Yes, I regret that I weirdo haughty, arrogant, and at times, down right boorish. If you ask the others, they will confirm that I was pretty weird. When the group broke up I cited the "Ten Principles of Liberalism"--my "proper" treatise on reasons why the group had broken up. But by that time, nobody was listening. Why all this madness? Well, just look at what was going in the world--utter chaos. The old world order was heaving, going through dying pains, at the anxious behest of the new world (yuppie/chuppie/puppie) order. In 1968, two major assassinations, MLK and Kennedy. In 1968-69 there were riots around the world (I caught a little of that in East Menlo Park one night, Dec 1968), the younger generation was rebelling against the old. The Civil Rights movement had galvanized millions of inner city and suburb youth. Car stickers boldly screamed, "EAT THE RICH!" We in FRITZ were a microcosm of the world. To my mind, FRITZ was often the example of the proletarian war between the classes. Perhaps I took that a little too far!! There were wrong assumptions made on both sides. But we were kids, basically, acting out separate roles as wannabe adults.
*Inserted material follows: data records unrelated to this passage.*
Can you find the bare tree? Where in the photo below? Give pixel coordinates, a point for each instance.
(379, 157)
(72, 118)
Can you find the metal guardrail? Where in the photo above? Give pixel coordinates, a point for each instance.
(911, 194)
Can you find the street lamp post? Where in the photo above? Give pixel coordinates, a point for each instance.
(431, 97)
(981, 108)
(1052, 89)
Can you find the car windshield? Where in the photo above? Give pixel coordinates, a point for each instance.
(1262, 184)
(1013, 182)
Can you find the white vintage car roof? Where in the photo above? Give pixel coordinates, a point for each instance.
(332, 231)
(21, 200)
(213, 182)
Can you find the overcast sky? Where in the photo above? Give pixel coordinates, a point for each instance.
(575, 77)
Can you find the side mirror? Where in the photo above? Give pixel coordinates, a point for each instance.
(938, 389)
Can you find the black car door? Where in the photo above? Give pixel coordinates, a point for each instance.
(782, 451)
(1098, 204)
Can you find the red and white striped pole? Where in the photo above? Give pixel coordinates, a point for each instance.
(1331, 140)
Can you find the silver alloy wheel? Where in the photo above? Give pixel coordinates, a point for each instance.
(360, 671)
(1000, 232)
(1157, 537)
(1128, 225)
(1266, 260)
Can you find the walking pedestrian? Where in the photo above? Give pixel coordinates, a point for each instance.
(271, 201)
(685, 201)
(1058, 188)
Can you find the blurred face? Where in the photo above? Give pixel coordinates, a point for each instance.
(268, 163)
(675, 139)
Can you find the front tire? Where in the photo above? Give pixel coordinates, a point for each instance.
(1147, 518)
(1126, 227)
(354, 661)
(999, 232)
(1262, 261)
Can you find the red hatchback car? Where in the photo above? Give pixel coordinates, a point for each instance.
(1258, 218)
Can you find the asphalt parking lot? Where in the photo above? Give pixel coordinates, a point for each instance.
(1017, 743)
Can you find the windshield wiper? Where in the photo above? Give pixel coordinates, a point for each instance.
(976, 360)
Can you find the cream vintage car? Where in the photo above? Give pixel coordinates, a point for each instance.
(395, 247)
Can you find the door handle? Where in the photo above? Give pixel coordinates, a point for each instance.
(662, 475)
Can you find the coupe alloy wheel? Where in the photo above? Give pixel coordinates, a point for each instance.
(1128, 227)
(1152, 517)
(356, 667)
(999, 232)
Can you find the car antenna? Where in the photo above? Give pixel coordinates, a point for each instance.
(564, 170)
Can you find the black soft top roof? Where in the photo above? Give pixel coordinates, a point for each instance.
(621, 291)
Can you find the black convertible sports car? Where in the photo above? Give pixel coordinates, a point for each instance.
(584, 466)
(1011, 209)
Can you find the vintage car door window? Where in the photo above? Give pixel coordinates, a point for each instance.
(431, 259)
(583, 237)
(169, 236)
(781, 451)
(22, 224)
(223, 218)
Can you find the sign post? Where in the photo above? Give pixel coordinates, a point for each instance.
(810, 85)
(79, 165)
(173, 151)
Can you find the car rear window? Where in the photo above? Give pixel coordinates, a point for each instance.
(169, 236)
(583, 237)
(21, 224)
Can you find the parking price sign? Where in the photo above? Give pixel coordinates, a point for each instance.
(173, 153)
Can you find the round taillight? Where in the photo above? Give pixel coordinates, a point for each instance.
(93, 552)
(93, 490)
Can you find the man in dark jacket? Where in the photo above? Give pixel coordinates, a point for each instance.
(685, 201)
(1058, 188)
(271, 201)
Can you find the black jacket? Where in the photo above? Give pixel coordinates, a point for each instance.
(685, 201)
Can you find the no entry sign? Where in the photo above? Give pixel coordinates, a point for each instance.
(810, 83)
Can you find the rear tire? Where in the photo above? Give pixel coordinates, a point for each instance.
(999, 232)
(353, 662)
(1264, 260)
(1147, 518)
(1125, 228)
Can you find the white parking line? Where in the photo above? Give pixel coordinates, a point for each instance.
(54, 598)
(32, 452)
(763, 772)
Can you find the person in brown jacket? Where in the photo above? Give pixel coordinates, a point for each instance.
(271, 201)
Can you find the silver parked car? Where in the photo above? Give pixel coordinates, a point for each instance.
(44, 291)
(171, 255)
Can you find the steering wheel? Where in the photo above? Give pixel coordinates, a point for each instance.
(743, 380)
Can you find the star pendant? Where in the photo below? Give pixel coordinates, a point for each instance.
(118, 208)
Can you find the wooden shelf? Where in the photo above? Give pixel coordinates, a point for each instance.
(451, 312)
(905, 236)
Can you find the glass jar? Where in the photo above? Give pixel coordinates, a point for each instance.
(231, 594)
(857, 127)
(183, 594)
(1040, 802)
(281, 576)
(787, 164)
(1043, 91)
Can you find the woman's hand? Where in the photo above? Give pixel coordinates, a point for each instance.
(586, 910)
Perhaps this is too personal - if you don't want to answer or can't answer, please just ignore this. A lot of Lindsey's solo work has been informed by references to his father, his father's musical tastes, etc. His father passed in 1973 from what I've read. You mentioned above that Lindsey's parents generally were very supportive -- might you have any further impressions of Mr. Buckingham to share? Did that seem to be an especially close relationship from what you may have observed? (Les, San Diego, CA, USA)

I have fond memories of Mr Buckingham. He was a great Dad to his sons, always finding time to engage them in sports or whatever. He was very supportive of the band. He did not at all fill the stereotype of the "rich snob." If he had been, I don't think FRITZ would have survived. In the first two years, we depended a lot on the Buckingham's garage for our early rehearsals. He was very down to earth, a gentleman, a kind and generous soul. Both he and Mrs. Buckingham were very friendly to the rest of us in the band. I will never forget that. That's why I said earlier, the Buckinghams were a decent family.

I recall reading an interview once where Lindsey said it took him a few years (until maybe '79) to really feel comfortable and confident onstage with Fleetwood Mac, so that he wasn't hovering in the background so much. When he did regain that confidence level, he developed quite a unique stage presence and the press began taking note. He specifically said that he'd been much more confident in Fritz and it just took him quite a while to feel confident enough to show it again in FM. Do you recall Lindsey being a particularly charismatic performer in Fritz? or was he shy on stage?? Any impressions you remember? Thanks. (Les, San Diego, CA, USA)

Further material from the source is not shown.